All the diagnostic test statistics are quite satisfactory and the magnitude of the coefficients confirms the absence of redundant regressors. Judged by the significance of t-statistics and the p-value, the coefficients are well determined. The disequilibrium error term, ECMt-1, is statistically significant and negative (as expected) in all the equations. The significance of the error term confirms the existence of the long-run relationship between the variables in the ECM. Of particular interest is the coefficient on the ECMt-1 in the gross domestic product model 3.2 (appendix, table 3.4). The ECMt-1 induces about 5.26% adjustment per period in the model, that is, the preceding period’s disequilibrium is eliminated in the current period. In addition, the model is statistically significant and the overall statistical fit is good. This is a clear evidence of the goodness-of-fit of the models. The value of the adjusted R2 reveals that the short-run dynamic model 3.2 accounts for at least 99.3% changes in the economic growth.
The marginal significance level (p-value) of the F-statistics is zero. The null hypothesis of the F-statistics is rejected for all choices of significance level. Hence, we conclude that as groups, the regression coefficients are significantly different from zero (0). The economic growth model in the table has statistically significant coefficients for broad money supply, total government expenditure (TGE), inflationary pressure and the past levels of gross domestic product. Evidently, estimates from the vector ECM (short-run model) reveal that (TGE) in the first period lagged has a positive and significant effect on economic growth in Nigeria, that is, a 1% increases in total government expenditure has about 0.12% increases in economic growth.
However, in the long-run model (equation 3.1 table 3.3), the result depicts that the total changes in the dependent variables (total government expenditure, broad money supply and inflation) accounted for 99.62% changes in the economic growth (proxy by gross domestic product). From the model, while the broad money supply is not statistically significant and the coefficient is 0.028, the inflation rate, total government expenditure and revenue are statistically significant with positive coefficient of about 0.04, 0.41 and 0.45 respectively.
Conclusion and Policy Implications
The study reveals that as government expenditure increases, as a result of the increase in economic activities of government, there exhibited an appreciable increase in GDP growth rate (economic growth) as well as a manageable increase in the inflation rate. Moreover, a reduction in the broad money supply (M2) reflects a reduction in the inflation rate but with a positive effect on GDP growth rate. Our findings suggest, consistent with Barro-style models, that increases in taxes spent on public infrastructure and other productive investments increase the growth rate of state real personal income per capita, but at a declining rate, so that the impact of taxes depends both on where they are spent, as well as on the initial level of taxes.
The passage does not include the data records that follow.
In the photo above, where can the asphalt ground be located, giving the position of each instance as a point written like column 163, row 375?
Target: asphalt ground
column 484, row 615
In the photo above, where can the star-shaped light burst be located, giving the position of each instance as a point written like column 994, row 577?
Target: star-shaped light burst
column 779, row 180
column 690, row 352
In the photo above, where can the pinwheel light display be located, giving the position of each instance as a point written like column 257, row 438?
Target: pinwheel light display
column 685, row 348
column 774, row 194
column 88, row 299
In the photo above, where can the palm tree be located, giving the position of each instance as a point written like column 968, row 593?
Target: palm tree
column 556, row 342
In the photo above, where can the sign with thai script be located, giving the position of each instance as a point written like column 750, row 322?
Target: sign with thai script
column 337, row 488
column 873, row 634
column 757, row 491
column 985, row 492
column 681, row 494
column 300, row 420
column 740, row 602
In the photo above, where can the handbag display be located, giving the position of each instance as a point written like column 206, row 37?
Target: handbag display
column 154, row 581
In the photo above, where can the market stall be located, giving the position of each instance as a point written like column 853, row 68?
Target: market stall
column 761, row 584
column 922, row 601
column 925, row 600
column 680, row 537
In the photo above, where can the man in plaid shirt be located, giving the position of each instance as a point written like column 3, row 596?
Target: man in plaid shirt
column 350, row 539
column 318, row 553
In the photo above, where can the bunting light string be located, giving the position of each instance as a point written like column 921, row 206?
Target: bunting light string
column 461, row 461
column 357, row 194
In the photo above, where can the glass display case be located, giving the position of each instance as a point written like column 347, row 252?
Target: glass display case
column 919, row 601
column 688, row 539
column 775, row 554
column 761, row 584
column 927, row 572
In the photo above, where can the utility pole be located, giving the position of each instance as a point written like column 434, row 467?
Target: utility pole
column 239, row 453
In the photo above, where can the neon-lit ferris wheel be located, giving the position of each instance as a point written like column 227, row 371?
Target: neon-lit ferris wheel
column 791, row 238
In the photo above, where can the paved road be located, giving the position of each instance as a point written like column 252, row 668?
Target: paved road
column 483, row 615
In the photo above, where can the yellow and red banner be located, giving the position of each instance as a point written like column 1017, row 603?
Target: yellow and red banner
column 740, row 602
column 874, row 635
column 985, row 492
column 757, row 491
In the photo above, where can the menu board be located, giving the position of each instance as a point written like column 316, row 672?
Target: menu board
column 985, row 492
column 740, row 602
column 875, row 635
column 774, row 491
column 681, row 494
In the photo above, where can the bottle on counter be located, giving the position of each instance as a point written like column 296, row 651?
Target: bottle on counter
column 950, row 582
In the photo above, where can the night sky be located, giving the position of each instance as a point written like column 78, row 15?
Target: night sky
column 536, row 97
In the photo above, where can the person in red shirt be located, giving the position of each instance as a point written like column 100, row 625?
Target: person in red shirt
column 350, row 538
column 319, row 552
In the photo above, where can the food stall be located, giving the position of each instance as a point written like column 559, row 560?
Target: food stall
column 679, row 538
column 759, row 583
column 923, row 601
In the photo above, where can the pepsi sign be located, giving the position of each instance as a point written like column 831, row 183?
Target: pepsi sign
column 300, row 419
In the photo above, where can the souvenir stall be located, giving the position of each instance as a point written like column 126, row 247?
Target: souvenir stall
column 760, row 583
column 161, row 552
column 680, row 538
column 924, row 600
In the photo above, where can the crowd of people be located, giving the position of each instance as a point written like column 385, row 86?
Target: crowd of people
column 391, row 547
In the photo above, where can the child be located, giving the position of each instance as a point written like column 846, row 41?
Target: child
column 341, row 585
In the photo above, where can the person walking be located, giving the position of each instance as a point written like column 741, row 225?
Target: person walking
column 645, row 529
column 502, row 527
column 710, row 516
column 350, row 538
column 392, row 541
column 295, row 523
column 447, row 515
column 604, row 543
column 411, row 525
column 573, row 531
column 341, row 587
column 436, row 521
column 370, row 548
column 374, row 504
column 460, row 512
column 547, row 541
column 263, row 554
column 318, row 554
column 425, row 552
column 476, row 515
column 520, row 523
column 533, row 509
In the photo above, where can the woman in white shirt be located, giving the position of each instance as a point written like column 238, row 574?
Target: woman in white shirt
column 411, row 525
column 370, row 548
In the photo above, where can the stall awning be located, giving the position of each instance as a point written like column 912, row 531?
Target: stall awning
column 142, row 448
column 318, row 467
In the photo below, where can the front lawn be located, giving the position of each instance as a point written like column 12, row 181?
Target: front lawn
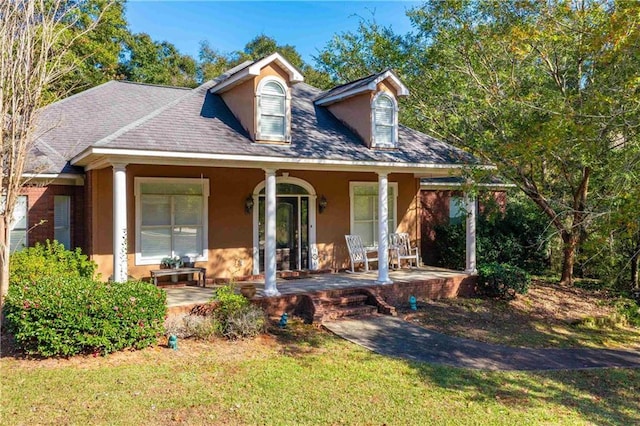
column 301, row 376
column 547, row 316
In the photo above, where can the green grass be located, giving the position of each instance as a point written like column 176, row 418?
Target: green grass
column 302, row 376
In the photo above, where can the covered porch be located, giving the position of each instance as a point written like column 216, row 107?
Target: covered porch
column 424, row 282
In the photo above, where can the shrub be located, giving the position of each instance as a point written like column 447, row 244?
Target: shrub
column 234, row 317
column 63, row 316
column 229, row 301
column 49, row 259
column 518, row 237
column 502, row 280
column 247, row 322
column 190, row 325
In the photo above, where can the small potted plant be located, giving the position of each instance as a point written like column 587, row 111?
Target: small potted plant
column 170, row 262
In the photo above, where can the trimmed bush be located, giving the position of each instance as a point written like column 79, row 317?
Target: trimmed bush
column 247, row 322
column 49, row 259
column 234, row 317
column 64, row 316
column 502, row 280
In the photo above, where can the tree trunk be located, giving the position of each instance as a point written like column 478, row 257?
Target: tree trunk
column 635, row 260
column 4, row 265
column 570, row 241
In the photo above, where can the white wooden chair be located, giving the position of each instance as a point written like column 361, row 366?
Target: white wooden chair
column 358, row 253
column 400, row 247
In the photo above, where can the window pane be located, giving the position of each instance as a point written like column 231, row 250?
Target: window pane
column 273, row 88
column 188, row 210
column 156, row 242
column 20, row 213
column 364, row 208
column 366, row 232
column 456, row 210
column 156, row 210
column 272, row 105
column 62, row 220
column 366, row 190
column 188, row 240
column 272, row 125
column 171, row 188
column 18, row 240
column 384, row 135
column 384, row 116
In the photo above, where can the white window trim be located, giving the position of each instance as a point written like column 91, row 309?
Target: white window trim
column 287, row 111
column 67, row 227
column 140, row 260
column 313, row 263
column 353, row 185
column 394, row 133
column 25, row 242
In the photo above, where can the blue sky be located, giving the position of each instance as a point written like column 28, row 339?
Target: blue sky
column 229, row 25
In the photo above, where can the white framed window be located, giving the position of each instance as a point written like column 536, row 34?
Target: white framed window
column 171, row 218
column 273, row 110
column 457, row 211
column 384, row 121
column 62, row 220
column 364, row 210
column 19, row 223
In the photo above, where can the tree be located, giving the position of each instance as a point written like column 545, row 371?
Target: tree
column 147, row 61
column 95, row 53
column 543, row 90
column 36, row 37
column 213, row 63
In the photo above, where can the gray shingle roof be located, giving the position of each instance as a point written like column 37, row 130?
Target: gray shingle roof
column 352, row 85
column 69, row 126
column 142, row 117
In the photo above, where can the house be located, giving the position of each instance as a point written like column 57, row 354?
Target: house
column 247, row 174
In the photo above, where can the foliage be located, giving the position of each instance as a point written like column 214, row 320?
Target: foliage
column 64, row 316
column 49, row 259
column 189, row 325
column 546, row 91
column 148, row 61
column 502, row 280
column 171, row 262
column 234, row 317
column 519, row 236
column 249, row 321
column 95, row 54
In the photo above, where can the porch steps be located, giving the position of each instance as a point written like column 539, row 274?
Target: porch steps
column 345, row 304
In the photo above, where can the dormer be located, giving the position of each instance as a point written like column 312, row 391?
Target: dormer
column 369, row 107
column 259, row 96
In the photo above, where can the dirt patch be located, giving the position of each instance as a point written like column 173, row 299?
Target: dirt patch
column 549, row 315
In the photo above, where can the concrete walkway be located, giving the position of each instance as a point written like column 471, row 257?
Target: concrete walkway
column 395, row 337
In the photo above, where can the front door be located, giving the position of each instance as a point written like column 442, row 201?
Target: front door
column 292, row 232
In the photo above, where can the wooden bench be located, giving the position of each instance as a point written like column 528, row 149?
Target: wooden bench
column 201, row 274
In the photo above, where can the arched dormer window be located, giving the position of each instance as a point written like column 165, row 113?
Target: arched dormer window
column 384, row 121
column 272, row 111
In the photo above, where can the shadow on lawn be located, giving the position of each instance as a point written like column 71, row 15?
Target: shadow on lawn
column 607, row 396
column 552, row 319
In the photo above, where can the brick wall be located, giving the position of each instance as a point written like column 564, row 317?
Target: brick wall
column 40, row 217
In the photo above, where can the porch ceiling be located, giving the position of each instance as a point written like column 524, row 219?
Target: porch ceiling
column 97, row 158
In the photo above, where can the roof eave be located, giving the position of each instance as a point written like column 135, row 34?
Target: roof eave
column 372, row 86
column 100, row 157
column 254, row 69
We also provide empirical assessments on the extent to which state and local taxes and corresponding public investments are optimal, too low, or too high in terms of growth in state real personal income per capita. However, the results supported the endogenous growth-type model which implied that: the aggregate production function exhibits increasing returns to scale; the impact of an increase in public investment on growth is large, significant, and robust; increases in government investment have a positive impact on growth; and growth is boosted by economic policies that foster external competitiveness and a prudent fiscal stance.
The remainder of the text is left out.